Atlas Search Index: Filter out docs with a field that has an empty string

Can I set a filter on a $search stage to filter out any results for a field that is an empty string? Maybe there’s a way to do an equals for this?

Hi @Matt_Jones1,

welcome to MongoDB and the Forums!

I would recommend you to go through compound operator in which you can specify must and must not match of the output.

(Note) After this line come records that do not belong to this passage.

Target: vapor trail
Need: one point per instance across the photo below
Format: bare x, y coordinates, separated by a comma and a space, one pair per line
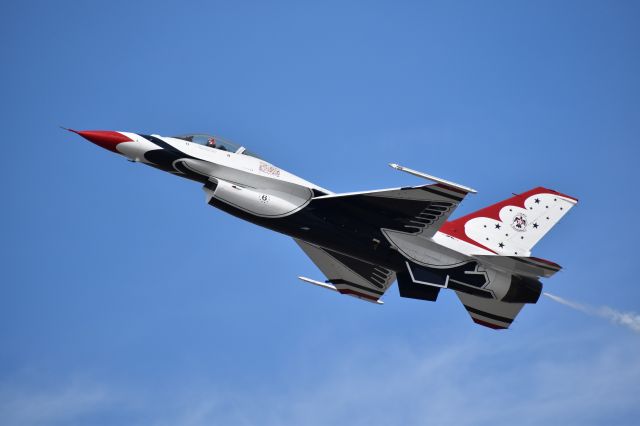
630, 320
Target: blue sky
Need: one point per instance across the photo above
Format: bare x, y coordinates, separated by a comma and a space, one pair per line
125, 299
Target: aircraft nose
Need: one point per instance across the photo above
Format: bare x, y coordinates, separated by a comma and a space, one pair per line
104, 138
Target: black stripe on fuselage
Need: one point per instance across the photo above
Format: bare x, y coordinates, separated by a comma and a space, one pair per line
441, 193
539, 265
489, 315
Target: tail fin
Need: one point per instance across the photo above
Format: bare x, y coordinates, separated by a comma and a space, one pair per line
513, 226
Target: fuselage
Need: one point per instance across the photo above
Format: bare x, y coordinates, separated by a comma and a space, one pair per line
257, 191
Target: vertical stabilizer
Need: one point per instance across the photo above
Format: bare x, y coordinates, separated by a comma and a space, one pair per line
513, 226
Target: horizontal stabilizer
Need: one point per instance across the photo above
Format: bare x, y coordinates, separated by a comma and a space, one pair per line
520, 265
412, 290
490, 312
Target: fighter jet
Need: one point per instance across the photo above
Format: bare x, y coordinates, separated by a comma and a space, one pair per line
365, 241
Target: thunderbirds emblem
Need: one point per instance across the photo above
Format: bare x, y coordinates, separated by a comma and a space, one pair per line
519, 222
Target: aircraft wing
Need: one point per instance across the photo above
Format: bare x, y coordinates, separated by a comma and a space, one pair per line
414, 210
348, 275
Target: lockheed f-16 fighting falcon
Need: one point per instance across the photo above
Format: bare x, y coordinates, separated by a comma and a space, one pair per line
364, 241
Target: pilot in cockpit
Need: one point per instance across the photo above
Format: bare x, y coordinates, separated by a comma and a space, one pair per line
211, 143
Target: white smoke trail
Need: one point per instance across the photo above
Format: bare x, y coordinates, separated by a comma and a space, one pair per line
630, 320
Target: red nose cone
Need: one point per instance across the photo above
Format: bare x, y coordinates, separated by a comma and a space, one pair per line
104, 138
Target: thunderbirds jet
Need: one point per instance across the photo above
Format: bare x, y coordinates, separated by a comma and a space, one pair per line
364, 241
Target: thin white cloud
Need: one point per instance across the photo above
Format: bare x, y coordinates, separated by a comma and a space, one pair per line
498, 380
59, 405
631, 320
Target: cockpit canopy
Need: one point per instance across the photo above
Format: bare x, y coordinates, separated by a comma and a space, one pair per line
215, 142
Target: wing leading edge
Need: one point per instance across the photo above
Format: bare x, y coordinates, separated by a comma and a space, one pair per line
419, 210
348, 275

Please let me know if that helps.

Thanks,
Darshan

Darshan,

Thank you for the reply. If I use compound with a must operator, then which operator under must will allow me to specify a match only if a field is an empty string?

Thanks,
Matt

Hello,
Is there any answer to this question?

Thanks,
Prasad

Hi @Prasad_Kini ,

Hope you are doing great.

Can you please share the sample of valid documents, As this query needs tailored query, it will be helpful if I have the sample document and expected output.

Thanks,
Darshan

Hi Darshan,
Please find below some sample documents. My basic requirement is to be able to retrieve all documents with blank/null fields (e.g. catgory, cost_center, users). I will know the field names when building the query.

{
	"projects": [
		{
			"name": "Payment System",
			"description": "Issue payments to clients",
			"category": "Budgeted",
			"estimate": 12,
			"cost_center": 874,
			"budget": 600000,
			"users": [
				"Sales",
				"HR",
				"Technology"
			]
		},
		{
			"name": "Admin System",
			"description": "Admin Portal Enhancements",
			"category": "",
			"estimate": 4,
			"cost_center": null,
			"budget": 100000,
			"users": [
				"Technology"
			]
		},
		{
			"name": "Lights On",
			"description": "Business As Usual",
			"category": "",
			"estimate": 52,
			"cost_center": null,
			"budget": 1000000,
			"users": []
		}
	]
}

Thanks,
Prasad

Hi @DarshanJayarama,
Would you be able to help with this?

Thanks,
Prasad

Hi @Prasad_Kini,

My apologies for the delay. I have created below search index in my sample_mflix movies collection:

{
  "mappings": {
    "dynamic": false,
    "fields": {
      "plot": {
        "type": "string"
      },
      "runtime": {
        "type": "number"
      }
    }
  }
}

And with below search query, I got the empty record for the given field:

MongoDB Enterprise mflix-shard-0:PRIMARY> db.movies.aggregate([ {
    $search: {
        compound: {
            must: [{
                text: {
                    query: "titanic",
                    path: "plot"
                }
            }],
            mustNot: [{
                range: {
                    "gt": 1,
                    path: "runtime"
                }
            }]
        }
    }
}, {
    $project: {
        countries: 1,
        _id: 1,
        runtime: 1,
        plot: 1
    }
}])
{ "_id" : ObjectId("573a1394f29313caabce0bcb"), "plot" : "An account of the ill-fated maiden voyage of RMS Titanic in 1912.", "runtime" : "", "countries" : [ "USA" ] }
MongoDB Enterprise mflix-shard-0:PRIMARY>

Above query returned empty string for the runtime field.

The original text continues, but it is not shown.